Both of them have to sign off on my thesis. What should I do?

  • 1
    Did you check whether your institute has some rules on how your thesis should look like?
    – Mark
    Feb 4, 2018 at 10:47
  • 2
    I'm going to suggest a different perspective from those presented below: 1) Presumably your adviser is the one paying for you, so obviously their suggestions outweigh those of your committee members. 2) Once your adviser approves your manuscript it's hard for another member of your committee to reject it for several reasons of political nature. For example, simply because this would be a problem for both you AND your adviser. P.S. In the end this is YOUR thesis, so make whatever makes you happier.
    – user347489
    Feb 4, 2018 at 12:53
  • 1
    Is it possible that your advisor and the committee member are from different areas of science? I heard that in some (sub)domains, "stapler thesis" are frown upon, while in other, it is quite standard.
    – Taladris
    Feb 4, 2018 at 14:12
  • Maybe it simply is a test. How mature and independent have you become and how do you judge the situation? Feb 4, 2018 at 21:22
  • Is it really a contradiction? Feb 5, 2018 at 12:18

2 Answers 2


The way you present it, it sounds like the two are mutually exclusive, but they are not really: a "stapler thesis" generally contains an introduction and a conclusion that are there to tie the papers together into a whole. This implies a unifying theme and a narrative. It's only a few pages, but it makes a big difference.

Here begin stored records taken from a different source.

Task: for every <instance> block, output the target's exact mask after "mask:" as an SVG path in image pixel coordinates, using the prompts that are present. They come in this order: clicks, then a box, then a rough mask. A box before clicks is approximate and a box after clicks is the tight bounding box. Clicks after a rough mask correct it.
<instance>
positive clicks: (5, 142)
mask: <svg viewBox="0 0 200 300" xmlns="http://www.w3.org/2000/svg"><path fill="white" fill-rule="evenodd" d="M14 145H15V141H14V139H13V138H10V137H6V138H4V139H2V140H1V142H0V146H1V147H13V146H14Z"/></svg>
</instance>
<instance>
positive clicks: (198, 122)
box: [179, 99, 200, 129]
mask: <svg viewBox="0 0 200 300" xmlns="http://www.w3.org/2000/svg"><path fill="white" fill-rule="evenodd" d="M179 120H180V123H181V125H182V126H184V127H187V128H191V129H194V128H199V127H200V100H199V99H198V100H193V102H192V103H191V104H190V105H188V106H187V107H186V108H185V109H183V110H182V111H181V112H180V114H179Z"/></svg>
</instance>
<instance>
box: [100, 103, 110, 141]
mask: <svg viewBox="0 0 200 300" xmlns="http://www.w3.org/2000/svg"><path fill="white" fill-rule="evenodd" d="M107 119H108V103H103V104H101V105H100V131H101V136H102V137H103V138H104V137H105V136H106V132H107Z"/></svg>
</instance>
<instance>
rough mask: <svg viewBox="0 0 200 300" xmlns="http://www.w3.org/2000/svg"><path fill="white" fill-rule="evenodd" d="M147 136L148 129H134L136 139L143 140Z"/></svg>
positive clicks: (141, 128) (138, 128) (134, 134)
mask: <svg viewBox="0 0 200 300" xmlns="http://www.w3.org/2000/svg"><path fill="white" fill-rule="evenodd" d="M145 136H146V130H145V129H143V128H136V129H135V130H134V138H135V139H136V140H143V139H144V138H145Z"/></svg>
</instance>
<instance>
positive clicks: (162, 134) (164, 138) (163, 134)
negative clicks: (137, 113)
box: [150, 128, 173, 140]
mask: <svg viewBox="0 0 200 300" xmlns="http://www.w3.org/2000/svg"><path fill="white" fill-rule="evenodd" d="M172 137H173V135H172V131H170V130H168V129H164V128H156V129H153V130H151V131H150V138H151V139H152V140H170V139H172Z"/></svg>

You should probably at least make some effort to introduce a narrative, despite your advisor's opinion. Of course you know them best, but in general it's less likely that someone would refuse to sign off on something because you put in more effort than they thought warranted, and more likely they would refuse because you didn't put in enough. Better to err on the side of doing more.


If you trust your advisor's ability to manage dissertations (does he have supervising experience at your institution?), follow his lead and forget about the rest.

The way I see it, it is your job to do 110% of the work that goes into the dissertation in accordance with your advisor's instructions. Your advisor's job is to manage the political aspects of the dissertation. Normally, he should not suggest anyone to be on your committee if he is not certain that he can work with them.

If your advisor can manage the committee, you should not worry about a thing. For the most part you should not even need to talk to your committee members beyond a simple formality. I only saw my committee members when I sought their advice explicitly. None of them told me to do things a certain way.

IF you have to justify your actions, go with a vague statement like "I appreciate your input, I tried to put it to work as much as I could. There were other factors I had to balance (vague hint to your advisor's role). All in all, I am pretty happy with how it turned out, thanks to your suggestions."